7. The Type of Ground Truth Used
- Type of Ground Truth (Hypothetical for AI):
- Expert Consensus: The most common for imaging-based AI, established by independent highly-qualified experts.
- Pathology: Biopsy-proven results, considered the gold standard for many disease states (e.g., cancer).
- Clinical Outcomes Data: Longitudinal patient follow-up, lab tests, or other clinical findings that confirm the presence or absence of a condition.
- Hybrid: A combination of the above, often employing pathology or clinical outcomes where available, and expert consensus for cases where definitive pathological or outcome data is not feasible.
8. The Sample Size for the Training Set
- Training Set Sample Size (Hypothetical for AI): This varies significantly depending on the complexity of the task, the variety of conditions, and the imaging modality. It could range from thousands to hundreds of thousands or even millions of images/studies, often augmented with data synthesis techniques. For medical imaging, tens of thousands of studies are often used for robust training.
9. How the Ground Truth for the Training Set Was Established
- Training Set Ground Truth (Hypothetical for AI): This is typically less rigorously established than the test set ground truth due to the sheer volume of data, but must still be reliable. Methods include:
- Single Expert Annotation: A single trained expert (e.g., radiologist, technologist) labels the data.
- Automated Labeling from Reports: NLP tools might extract labels from existing clinical reports, followed by human review of a subset.
- Crowdsourcing (with Quality Control): For certain tasks, a large group of annotators might be used, with mechanisms for quality control and consensus.
- Referral to Clinical Records/EHR: Labels derived from the electronic health record (e.g., diagnosis codes, lab results) can serve as weak labels.
- Existing Clinical Labels: Utilizing labels already present in de-identified clinical datasets.

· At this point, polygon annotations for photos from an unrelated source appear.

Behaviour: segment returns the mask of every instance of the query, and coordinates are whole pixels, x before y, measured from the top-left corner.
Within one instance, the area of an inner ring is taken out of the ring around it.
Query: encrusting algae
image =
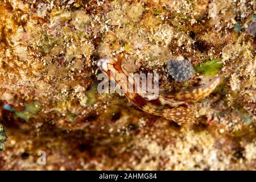
[[[255,170],[255,7],[0,1],[0,169]],[[158,73],[157,100],[97,92],[123,52],[115,70]]]

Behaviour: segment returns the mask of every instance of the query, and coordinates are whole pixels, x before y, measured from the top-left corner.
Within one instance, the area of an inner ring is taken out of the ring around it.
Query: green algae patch
[[[23,111],[15,112],[15,116],[22,118],[27,122],[34,114],[38,113],[40,109],[40,104],[38,101],[32,101],[30,104],[26,103],[25,106],[25,110]]]
[[[196,72],[204,76],[215,76],[222,66],[221,59],[216,59],[196,65],[194,69]]]

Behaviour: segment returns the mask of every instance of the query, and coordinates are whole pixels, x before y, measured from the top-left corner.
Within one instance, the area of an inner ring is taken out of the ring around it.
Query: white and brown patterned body
[[[123,55],[120,55],[117,60],[113,59],[104,59],[98,61],[97,65],[101,71],[106,74],[110,79],[114,80],[117,84],[125,90],[128,90],[128,85],[133,85],[134,89],[139,89],[135,88],[134,80],[129,77],[128,72],[122,68],[122,60]],[[112,77],[117,73],[124,74],[127,80],[122,82],[122,77]],[[208,85],[203,85],[193,88],[190,89],[177,92],[174,93],[159,94],[154,95],[154,98],[149,100],[144,97],[147,94],[141,94],[135,92],[125,92],[126,97],[135,105],[141,110],[154,115],[163,117],[168,120],[174,121],[177,123],[185,122],[195,122],[194,111],[189,107],[189,104],[195,102],[209,96],[218,85],[220,82],[218,77],[214,78]],[[156,97],[155,97],[156,96]]]

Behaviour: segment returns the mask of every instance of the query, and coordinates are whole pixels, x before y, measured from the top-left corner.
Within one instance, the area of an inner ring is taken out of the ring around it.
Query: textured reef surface
[[[255,7],[1,0],[0,170],[255,170]],[[98,93],[97,61],[122,52],[129,72],[158,73],[165,90],[221,76],[191,105],[198,124]]]

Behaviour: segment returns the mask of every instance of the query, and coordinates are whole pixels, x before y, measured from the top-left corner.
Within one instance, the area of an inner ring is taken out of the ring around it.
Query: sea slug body
[[[112,58],[102,59],[98,60],[97,66],[101,71],[107,75],[109,79],[114,80],[117,84],[123,80],[112,77],[111,74],[122,73],[126,76],[127,80],[121,84],[121,86],[128,90],[128,85],[131,85],[133,90],[139,90],[137,84],[129,77],[128,72],[122,67],[123,55],[119,55],[117,60]],[[186,63],[187,64],[187,63]],[[189,75],[191,73],[189,73]],[[194,111],[189,107],[189,104],[203,100],[212,93],[218,85],[220,77],[216,77],[207,85],[202,85],[189,89],[181,90],[175,93],[158,94],[152,99],[144,97],[146,94],[140,94],[135,92],[125,92],[125,96],[138,108],[145,112],[174,121],[177,123],[186,122],[196,122]],[[180,79],[179,80],[180,80]],[[155,97],[156,96],[156,97]]]

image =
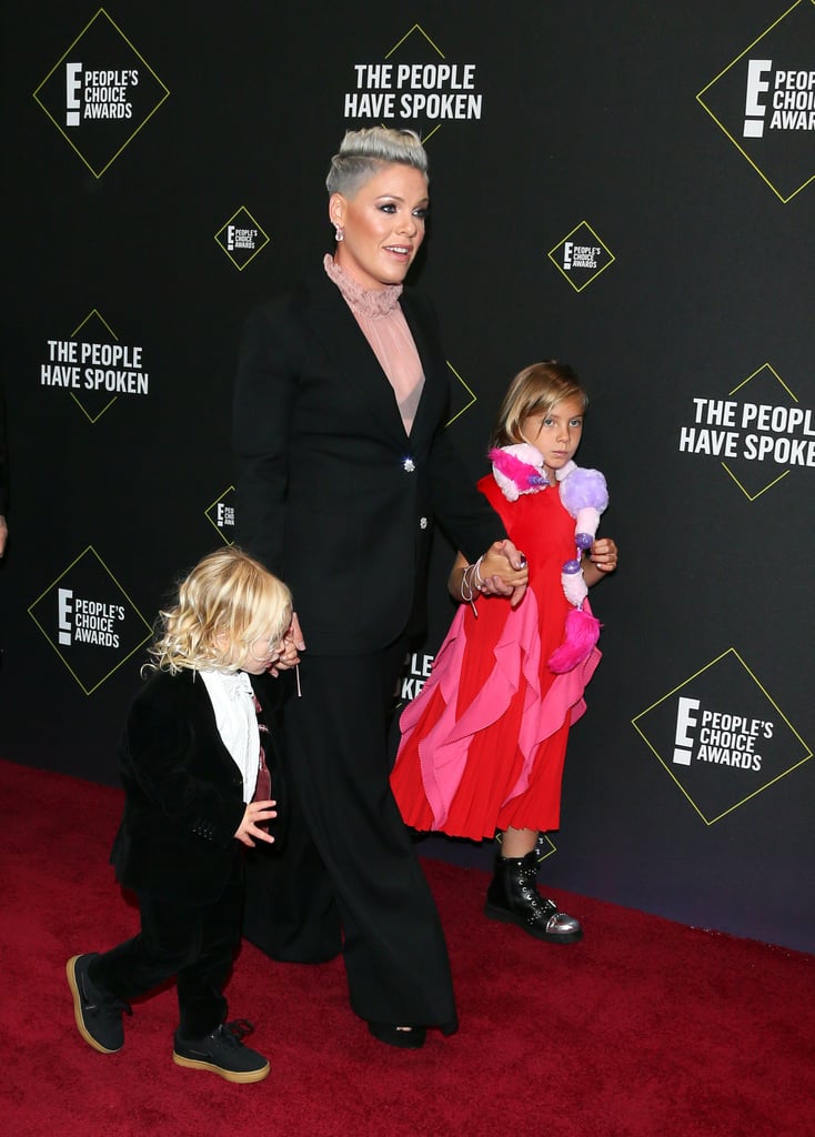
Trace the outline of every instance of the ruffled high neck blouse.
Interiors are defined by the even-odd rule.
[[[409,434],[422,397],[424,372],[405,313],[399,305],[401,284],[386,284],[381,289],[363,288],[348,273],[343,273],[330,254],[325,255],[323,267],[342,293],[388,376],[405,432]]]

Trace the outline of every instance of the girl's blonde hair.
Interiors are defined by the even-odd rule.
[[[579,399],[583,410],[589,406],[589,396],[567,363],[544,359],[524,367],[504,396],[490,448],[525,442],[521,433],[524,420],[530,415],[548,414],[556,402],[564,399]]]
[[[258,639],[277,641],[291,623],[291,592],[241,549],[210,553],[178,586],[178,599],[159,613],[148,666],[238,671]],[[223,637],[223,644],[219,640]]]

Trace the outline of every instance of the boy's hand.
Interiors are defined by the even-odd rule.
[[[249,848],[255,848],[255,841],[252,837],[258,838],[261,841],[268,841],[269,844],[274,840],[271,833],[267,833],[265,829],[260,829],[259,823],[265,821],[271,821],[273,818],[277,816],[277,811],[274,806],[277,805],[276,802],[250,802],[247,806],[247,812],[243,814],[243,821],[238,827],[235,832],[235,838],[241,843],[241,845],[247,845]]]

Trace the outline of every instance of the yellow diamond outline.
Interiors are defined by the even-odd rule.
[[[264,241],[263,241],[263,244],[259,244],[257,247],[257,249],[255,250],[255,252],[252,252],[251,257],[249,257],[247,260],[244,260],[242,265],[239,265],[238,262],[235,260],[235,258],[230,252],[230,250],[225,249],[223,247],[223,244],[221,243],[221,241],[218,240],[218,238],[224,232],[224,230],[226,229],[226,226],[232,224],[232,222],[235,219],[235,217],[241,211],[241,209],[247,215],[247,217],[249,217],[249,219],[252,222],[252,224],[257,225],[258,232],[263,233],[263,235],[264,235]],[[227,221],[224,222],[224,224],[221,226],[221,229],[218,230],[218,232],[215,234],[215,243],[217,244],[217,247],[221,249],[222,252],[226,254],[226,256],[230,258],[230,260],[235,266],[235,268],[238,269],[239,273],[242,273],[243,269],[247,267],[247,265],[250,265],[252,263],[252,260],[255,260],[255,258],[257,257],[258,252],[260,252],[261,249],[265,249],[266,246],[269,243],[271,240],[272,240],[272,238],[268,235],[268,233],[263,227],[263,225],[260,224],[260,222],[257,221],[255,217],[252,217],[251,213],[247,209],[246,206],[239,206],[235,209],[235,211],[232,214],[232,216]]]
[[[141,622],[144,624],[144,626],[148,630],[147,636],[142,640],[140,640],[127,653],[127,655],[123,656],[123,658],[119,659],[119,662],[116,664],[116,666],[111,667],[110,671],[106,675],[102,675],[102,678],[99,680],[99,682],[94,683],[93,687],[91,687],[91,688],[85,687],[85,684],[82,682],[82,680],[80,679],[80,677],[76,674],[76,672],[74,671],[74,669],[70,666],[70,664],[68,663],[68,661],[65,658],[65,656],[60,652],[59,645],[53,642],[53,640],[51,639],[51,637],[49,636],[49,633],[45,631],[45,629],[42,626],[42,624],[40,623],[40,621],[36,619],[36,616],[34,615],[34,613],[32,611],[33,608],[35,608],[38,606],[38,604],[40,603],[40,600],[42,600],[43,597],[48,596],[48,594],[51,591],[51,589],[55,588],[60,582],[60,580],[67,573],[70,572],[70,570],[74,567],[74,565],[78,564],[80,561],[82,561],[82,558],[84,556],[86,556],[88,553],[92,553],[93,554],[93,556],[97,558],[97,561],[102,566],[102,568],[105,570],[105,572],[108,574],[108,576],[110,578],[110,580],[114,582],[114,584],[116,584],[116,587],[118,588],[118,590],[122,592],[122,595],[124,596],[124,598],[127,600],[127,603],[130,604],[130,606],[133,609],[133,612],[135,612],[136,616],[141,620]],[[113,675],[113,673],[115,671],[118,671],[119,667],[131,658],[131,656],[135,655],[135,653],[140,648],[142,648],[147,644],[147,641],[150,639],[150,637],[152,636],[152,626],[147,622],[147,620],[144,619],[144,616],[139,611],[139,607],[133,603],[133,600],[131,599],[131,597],[127,595],[127,592],[125,591],[125,589],[122,587],[122,584],[119,583],[119,581],[116,579],[116,576],[114,576],[114,574],[111,573],[111,571],[105,564],[105,562],[99,556],[99,554],[97,553],[97,550],[93,548],[92,545],[86,546],[86,548],[84,548],[82,550],[82,553],[80,553],[80,555],[77,557],[74,557],[74,559],[70,562],[70,564],[67,566],[67,568],[64,568],[63,572],[58,576],[56,576],[47,588],[44,588],[42,590],[42,592],[38,596],[38,598],[35,600],[32,600],[32,603],[28,605],[27,612],[28,612],[28,615],[31,616],[31,619],[36,624],[36,626],[40,629],[40,631],[44,636],[45,641],[51,645],[51,647],[53,648],[53,650],[59,656],[61,663],[70,672],[70,674],[73,675],[73,678],[76,680],[76,683],[82,688],[82,690],[85,692],[86,696],[92,695],[95,690],[98,690],[98,688],[100,688],[102,686],[102,683],[107,682],[107,680],[110,679],[110,677]]]
[[[813,2],[815,2],[815,0],[813,0]],[[768,371],[772,372],[773,377],[775,379],[775,381],[777,383],[780,383],[781,387],[783,387],[783,389],[787,391],[787,393],[789,395],[789,397],[795,402],[799,401],[798,397],[796,395],[793,395],[793,392],[790,390],[790,388],[787,385],[787,383],[784,383],[784,381],[781,377],[781,375],[779,375],[777,371],[775,370],[775,367],[773,367],[773,365],[770,362],[763,363],[760,367],[756,367],[756,370],[752,372],[751,375],[748,375],[747,379],[742,379],[742,381],[740,383],[737,383],[735,387],[732,389],[732,391],[729,391],[727,393],[729,395],[735,395],[737,391],[740,391],[742,387],[747,387],[747,384],[751,380],[754,380],[756,377],[756,375],[759,375],[765,370],[768,370]],[[767,484],[764,487],[764,489],[759,490],[757,493],[750,493],[748,490],[745,489],[745,487],[741,484],[741,482],[735,476],[735,474],[730,468],[730,466],[727,465],[726,462],[722,463],[722,468],[733,479],[733,481],[739,487],[739,489],[745,495],[745,497],[747,498],[748,501],[756,501],[763,493],[766,493],[767,490],[771,490],[773,488],[773,485],[777,485],[779,482],[782,482],[784,480],[784,478],[788,478],[792,473],[791,470],[784,470],[784,472],[781,473],[781,474],[779,474],[777,478],[774,478],[771,482],[767,482]]]
[[[806,182],[804,182],[804,183],[802,183],[801,185],[799,185],[797,190],[793,190],[793,191],[792,191],[792,193],[790,193],[790,194],[789,194],[789,197],[783,197],[783,196],[781,194],[781,192],[780,192],[779,190],[776,190],[776,189],[775,189],[775,186],[774,186],[774,185],[773,185],[773,183],[772,183],[772,182],[770,181],[770,179],[768,179],[768,177],[766,176],[766,174],[764,174],[764,173],[763,173],[763,171],[762,171],[762,169],[760,169],[760,168],[759,168],[759,167],[758,167],[758,166],[757,166],[757,165],[755,164],[755,161],[754,161],[754,160],[752,160],[752,158],[751,158],[751,157],[749,156],[749,153],[747,153],[747,151],[746,151],[746,150],[743,149],[743,147],[741,147],[741,146],[740,146],[740,144],[739,144],[739,143],[738,143],[738,142],[735,141],[735,139],[734,139],[734,138],[733,138],[733,135],[732,135],[732,134],[730,133],[730,131],[729,131],[729,130],[726,128],[726,126],[724,126],[724,125],[723,125],[723,124],[722,124],[722,123],[721,123],[721,122],[718,121],[718,118],[716,118],[716,116],[715,116],[715,115],[714,115],[714,113],[713,113],[713,111],[710,110],[710,108],[709,108],[709,107],[708,107],[708,106],[707,106],[707,105],[706,105],[706,103],[705,103],[705,102],[702,101],[702,98],[701,98],[701,97],[702,97],[702,94],[705,94],[705,92],[706,92],[706,91],[709,91],[709,90],[710,90],[710,88],[712,88],[712,86],[713,86],[713,85],[714,85],[715,83],[718,83],[718,81],[720,81],[720,80],[722,78],[722,76],[723,76],[723,75],[725,75],[725,74],[726,74],[726,73],[727,73],[727,72],[730,70],[730,68],[731,68],[731,67],[734,67],[734,66],[735,66],[735,65],[737,65],[737,64],[739,63],[739,60],[740,60],[740,59],[743,59],[743,57],[745,57],[745,56],[746,56],[746,55],[747,55],[747,53],[748,53],[749,51],[752,51],[752,49],[755,48],[755,45],[756,45],[756,44],[757,44],[758,42],[760,42],[760,40],[763,40],[765,35],[768,35],[768,34],[770,34],[770,33],[771,33],[771,32],[773,31],[773,28],[777,27],[777,25],[779,25],[779,24],[781,23],[781,20],[782,20],[782,19],[787,19],[787,17],[789,16],[789,14],[790,14],[791,11],[793,11],[793,10],[795,10],[796,8],[798,8],[798,6],[799,6],[799,5],[801,5],[801,3],[806,3],[806,0],[796,0],[796,2],[795,2],[795,3],[792,5],[792,7],[791,7],[791,8],[788,8],[788,9],[787,9],[787,11],[785,11],[785,13],[782,13],[782,15],[781,15],[781,16],[779,16],[779,18],[777,18],[777,19],[773,20],[773,23],[772,23],[772,24],[770,25],[770,27],[766,27],[766,28],[765,28],[765,30],[764,30],[764,31],[762,32],[762,34],[760,34],[759,36],[757,36],[757,39],[755,39],[755,40],[752,41],[752,43],[751,43],[751,44],[750,44],[749,47],[745,48],[745,50],[743,50],[743,51],[742,51],[742,52],[741,52],[740,55],[738,55],[738,56],[735,57],[735,59],[732,59],[732,60],[731,60],[731,61],[730,61],[730,63],[727,64],[727,66],[726,66],[726,67],[724,67],[724,68],[723,68],[723,69],[722,69],[722,70],[721,70],[721,72],[718,73],[718,75],[716,75],[716,77],[715,77],[715,78],[712,78],[712,80],[710,80],[710,82],[709,82],[709,83],[707,83],[707,84],[706,84],[706,85],[705,85],[705,86],[704,86],[704,88],[701,89],[701,91],[699,91],[699,93],[698,93],[698,94],[697,94],[697,97],[696,97],[696,101],[697,101],[697,102],[699,103],[699,106],[700,106],[700,107],[702,107],[702,108],[704,108],[704,109],[705,109],[705,110],[706,110],[706,111],[708,113],[708,115],[710,116],[710,118],[713,118],[713,121],[714,121],[714,123],[716,124],[716,126],[718,126],[718,128],[720,128],[720,130],[722,131],[722,133],[723,133],[723,134],[724,134],[724,135],[725,135],[726,138],[729,138],[729,139],[730,139],[730,141],[731,141],[731,142],[733,143],[733,146],[735,147],[735,149],[737,149],[737,150],[739,151],[739,153],[740,153],[740,155],[742,155],[742,157],[747,158],[747,160],[748,160],[748,161],[749,161],[749,164],[750,164],[750,165],[752,166],[752,168],[754,168],[754,169],[756,171],[756,173],[757,173],[757,174],[758,174],[758,176],[759,176],[759,177],[762,179],[762,181],[764,181],[764,182],[766,182],[766,183],[767,183],[767,185],[768,185],[768,186],[770,186],[770,189],[771,189],[771,190],[773,191],[773,193],[775,194],[775,197],[776,197],[776,198],[779,199],[779,201],[781,201],[781,202],[782,202],[783,205],[787,205],[787,202],[788,202],[788,201],[791,201],[791,200],[792,200],[792,198],[795,198],[795,197],[796,197],[796,194],[800,193],[800,192],[801,192],[801,190],[806,189],[806,188],[807,188],[807,185],[808,185],[808,184],[809,184],[809,183],[810,183],[810,182],[812,182],[813,180],[815,180],[815,172],[814,172],[814,173],[812,174],[812,176],[809,176],[809,177],[808,177],[808,179],[806,180]],[[815,0],[809,0],[809,3],[812,3],[812,5],[815,5]]]
[[[418,32],[421,35],[423,35],[425,38],[425,40],[427,41],[427,43],[430,43],[430,45],[433,49],[433,51],[435,51],[435,53],[438,56],[440,56],[442,59],[447,59],[447,56],[444,55],[444,52],[441,50],[440,47],[438,47],[435,43],[433,43],[433,41],[427,35],[427,33],[425,32],[425,30],[422,27],[421,24],[414,24],[413,27],[409,31],[407,31],[405,33],[405,35],[402,35],[401,40],[399,40],[397,43],[394,43],[393,47],[390,49],[390,51],[385,52],[384,58],[385,59],[390,59],[390,57],[393,55],[393,52],[398,51],[399,48],[402,45],[402,43],[405,43],[407,40],[410,39],[410,36],[413,35],[414,32]],[[422,146],[426,146],[430,142],[430,140],[433,138],[433,135],[435,134],[435,132],[439,131],[439,130],[441,130],[441,123],[440,122],[435,124],[435,126],[430,132],[430,134],[422,135]]]
[[[101,324],[105,324],[105,326],[107,327],[108,332],[110,332],[110,334],[113,335],[113,338],[118,343],[119,342],[118,335],[113,330],[113,327],[107,322],[107,319],[105,319],[105,317],[102,316],[102,314],[99,312],[98,308],[91,308],[91,310],[88,313],[88,315],[82,321],[82,323],[77,324],[77,326],[70,333],[70,339],[73,340],[76,337],[76,333],[82,331],[82,329],[85,326],[85,324],[88,323],[88,321],[91,319],[92,316],[95,316],[97,319]],[[82,414],[85,416],[85,418],[91,424],[98,423],[99,420],[102,417],[102,415],[106,413],[106,410],[109,410],[110,407],[113,407],[114,402],[116,402],[116,400],[118,399],[118,395],[114,395],[113,399],[102,407],[102,409],[99,412],[98,415],[91,415],[91,414],[88,413],[88,410],[85,410],[85,408],[82,406],[82,404],[80,402],[78,398],[74,395],[73,391],[69,391],[68,393],[70,395],[70,398],[74,400],[74,402],[76,404],[76,406],[80,408],[80,410],[82,412]]]
[[[460,376],[460,375],[458,374],[458,372],[457,372],[457,371],[456,371],[456,368],[455,368],[455,367],[452,366],[452,364],[450,363],[450,360],[448,359],[448,360],[446,360],[446,362],[447,362],[447,366],[448,366],[448,367],[450,368],[450,371],[452,372],[452,374],[454,374],[454,375],[456,376],[456,379],[458,380],[458,382],[459,382],[459,383],[461,384],[461,387],[464,388],[464,390],[465,390],[465,391],[467,392],[467,395],[469,396],[469,402],[465,404],[465,405],[464,405],[464,406],[461,407],[461,409],[460,409],[460,410],[458,410],[458,412],[457,412],[457,413],[456,413],[456,414],[455,414],[455,415],[452,416],[452,418],[450,418],[450,421],[449,421],[449,422],[444,423],[444,425],[446,425],[446,426],[450,426],[450,425],[451,425],[452,423],[455,423],[455,422],[456,422],[456,420],[457,420],[457,418],[460,418],[460,417],[461,417],[461,415],[463,415],[463,414],[465,413],[465,410],[469,410],[469,408],[471,408],[472,406],[475,406],[475,404],[476,404],[476,402],[479,401],[479,397],[477,397],[477,395],[475,393],[475,391],[473,391],[473,389],[472,389],[472,388],[471,388],[471,387],[469,387],[469,385],[468,385],[467,383],[465,383],[465,381],[464,381],[464,380],[461,379],[461,376]]]
[[[113,157],[111,157],[111,158],[110,158],[110,159],[108,160],[108,163],[107,163],[107,164],[106,164],[105,166],[102,166],[102,168],[101,168],[101,169],[99,171],[99,173],[97,173],[97,172],[95,172],[95,169],[93,168],[93,166],[91,166],[90,161],[88,161],[88,159],[85,158],[85,156],[84,156],[84,155],[82,153],[82,151],[81,151],[81,150],[78,149],[78,147],[77,147],[77,146],[76,146],[75,143],[74,143],[73,139],[70,138],[70,135],[69,135],[69,134],[66,134],[66,132],[64,131],[63,126],[61,126],[61,125],[60,125],[60,124],[59,124],[59,123],[57,122],[57,119],[56,119],[56,118],[53,117],[53,115],[51,114],[51,111],[50,111],[50,110],[48,109],[48,107],[47,107],[47,106],[45,106],[45,105],[44,105],[44,103],[43,103],[43,102],[42,102],[42,101],[41,101],[41,100],[40,100],[40,99],[38,98],[38,96],[39,96],[40,91],[41,91],[41,90],[43,89],[43,86],[45,85],[45,83],[48,83],[48,81],[49,81],[49,78],[51,77],[51,75],[53,75],[53,73],[55,73],[55,72],[57,70],[57,68],[58,68],[58,67],[60,66],[60,64],[61,64],[61,63],[63,63],[63,61],[64,61],[64,60],[65,60],[65,59],[66,59],[66,58],[67,58],[67,57],[68,57],[68,56],[70,55],[70,52],[72,52],[72,51],[74,50],[74,48],[75,48],[75,47],[76,47],[76,44],[77,44],[77,43],[80,42],[80,40],[82,39],[82,36],[83,36],[83,35],[85,34],[85,32],[88,31],[88,28],[89,28],[89,27],[91,26],[91,24],[95,23],[95,20],[97,20],[97,19],[99,19],[99,17],[100,17],[100,16],[105,16],[105,18],[106,18],[106,19],[108,20],[108,23],[109,23],[109,24],[111,25],[111,27],[113,27],[113,28],[114,28],[114,30],[115,30],[116,32],[118,32],[118,34],[119,34],[119,35],[122,36],[122,39],[123,39],[123,40],[125,41],[125,43],[126,43],[126,44],[127,44],[127,47],[128,47],[128,48],[131,49],[131,51],[133,52],[133,55],[134,55],[134,56],[135,56],[135,57],[136,57],[138,59],[140,59],[140,60],[141,60],[141,61],[142,61],[142,63],[144,64],[144,67],[147,68],[147,70],[149,70],[149,72],[150,72],[150,74],[151,74],[151,75],[152,75],[152,77],[153,77],[153,78],[156,80],[156,82],[158,83],[158,85],[159,85],[160,88],[163,88],[163,89],[164,89],[164,97],[163,97],[161,99],[159,99],[159,100],[158,100],[158,102],[157,102],[157,103],[156,103],[156,106],[155,106],[155,107],[152,108],[152,110],[151,110],[151,111],[150,111],[150,114],[149,114],[149,115],[147,116],[147,118],[144,118],[144,119],[143,119],[143,121],[142,121],[142,122],[141,122],[141,123],[139,124],[139,126],[136,126],[136,128],[135,128],[135,130],[133,131],[133,133],[132,133],[132,134],[131,134],[131,135],[130,135],[130,136],[128,136],[127,139],[125,139],[125,141],[124,141],[124,142],[122,143],[122,146],[120,146],[120,147],[118,148],[118,150],[116,151],[116,153],[115,153],[115,155],[114,155],[114,156],[113,156]],[[163,103],[163,102],[165,102],[165,101],[166,101],[166,100],[167,100],[168,98],[169,98],[169,88],[168,88],[168,86],[166,85],[166,83],[164,83],[164,82],[163,82],[163,81],[161,81],[161,80],[160,80],[160,78],[158,77],[158,75],[157,75],[157,74],[156,74],[156,72],[155,72],[155,70],[152,69],[152,67],[151,67],[151,66],[150,66],[150,64],[149,64],[149,63],[147,61],[147,59],[144,59],[144,57],[143,57],[143,56],[141,55],[141,52],[136,51],[135,47],[134,47],[134,45],[133,45],[133,44],[131,43],[131,41],[130,41],[130,40],[127,39],[127,36],[125,35],[125,33],[124,33],[124,32],[122,31],[122,28],[120,28],[120,27],[119,27],[119,26],[117,25],[116,20],[115,20],[115,19],[111,19],[111,18],[110,18],[110,16],[108,16],[107,11],[106,11],[106,10],[105,10],[103,8],[100,8],[100,9],[99,9],[99,11],[98,11],[98,13],[97,13],[97,14],[95,14],[94,16],[91,16],[91,18],[90,18],[90,19],[88,20],[88,23],[86,23],[86,24],[85,24],[85,26],[84,26],[84,27],[82,28],[82,31],[80,32],[80,34],[78,34],[78,35],[76,36],[76,39],[74,40],[74,42],[73,42],[73,43],[70,44],[70,47],[69,47],[69,48],[67,49],[67,51],[65,51],[65,52],[64,52],[64,53],[63,53],[63,55],[61,55],[61,56],[59,57],[59,59],[57,60],[57,63],[56,63],[56,64],[53,65],[53,67],[52,67],[52,68],[50,69],[50,72],[48,73],[48,75],[47,75],[47,76],[44,77],[44,80],[43,80],[43,81],[42,81],[42,82],[40,83],[40,85],[39,85],[39,86],[36,88],[36,90],[34,91],[34,94],[33,94],[33,99],[34,99],[34,101],[35,101],[35,102],[36,102],[36,105],[38,105],[38,106],[40,107],[40,109],[41,109],[41,110],[43,110],[43,111],[45,113],[45,117],[47,117],[47,118],[50,118],[50,119],[51,119],[51,122],[52,122],[52,123],[53,123],[53,125],[55,125],[55,126],[57,127],[57,130],[59,131],[59,133],[60,133],[60,134],[63,135],[63,138],[65,139],[65,141],[66,141],[66,142],[68,143],[68,146],[70,147],[70,149],[72,149],[72,150],[74,150],[74,151],[75,151],[75,153],[77,153],[77,155],[80,156],[80,158],[82,159],[83,164],[84,164],[84,165],[85,165],[85,166],[86,166],[86,167],[88,167],[88,168],[90,169],[90,172],[91,172],[91,173],[93,174],[93,176],[94,176],[94,177],[97,179],[97,181],[99,181],[99,179],[100,179],[100,177],[102,176],[102,174],[103,174],[103,173],[105,173],[105,172],[106,172],[107,169],[109,169],[109,168],[110,168],[110,166],[113,166],[113,164],[114,164],[114,163],[116,161],[116,159],[118,158],[118,156],[119,156],[119,155],[120,155],[120,153],[123,152],[123,150],[126,150],[126,149],[127,149],[127,147],[128,147],[130,144],[131,144],[131,142],[132,142],[132,141],[133,141],[133,139],[134,139],[134,138],[136,136],[136,134],[139,134],[139,132],[140,132],[140,131],[142,130],[142,127],[143,127],[143,126],[145,126],[145,125],[147,125],[147,124],[148,124],[148,123],[150,122],[150,119],[151,119],[151,118],[152,118],[152,116],[153,116],[153,115],[156,114],[156,111],[157,111],[157,110],[158,110],[158,108],[159,108],[159,107],[161,106],[161,103]]]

In summary, the provided document from the FDA clearance K192002 for the "Lucy Point-of-Care Magnetic Resonance Imaging Device" describes a hardware MRI system and its substantial equivalence to a predicate MRI system. It does not refer to any AI/ML component or associated performance studies.
§ 892.1000 Magnetic resonance diagnostic device.
(a)
Identification. A magnetic resonance diagnostic device is intended for general diagnostic use to present images which reflect the spatial distribution and/or magnetic resonance spectra which reflect frequency and distribution of nuclei exhibiting nuclear magnetic resonance. Other physical parameters derived from the images and/or spectra may also be produced. The device includes hydrogen-1 (proton) imaging, sodium-23 imaging, hydrogen-1 spectroscopy, phosphorus-31 spectroscopy, and chemical shift imaging (preserving simultaneous frequency and spatial information).(b)
Classification. Class II (special controls). A magnetic resonance imaging disposable kit intended for use with a magnetic resonance diagnostic device only is exempt from the premarket notification procedures in subpart E of part 807 of this chapter subject to the limitations in § 892.9.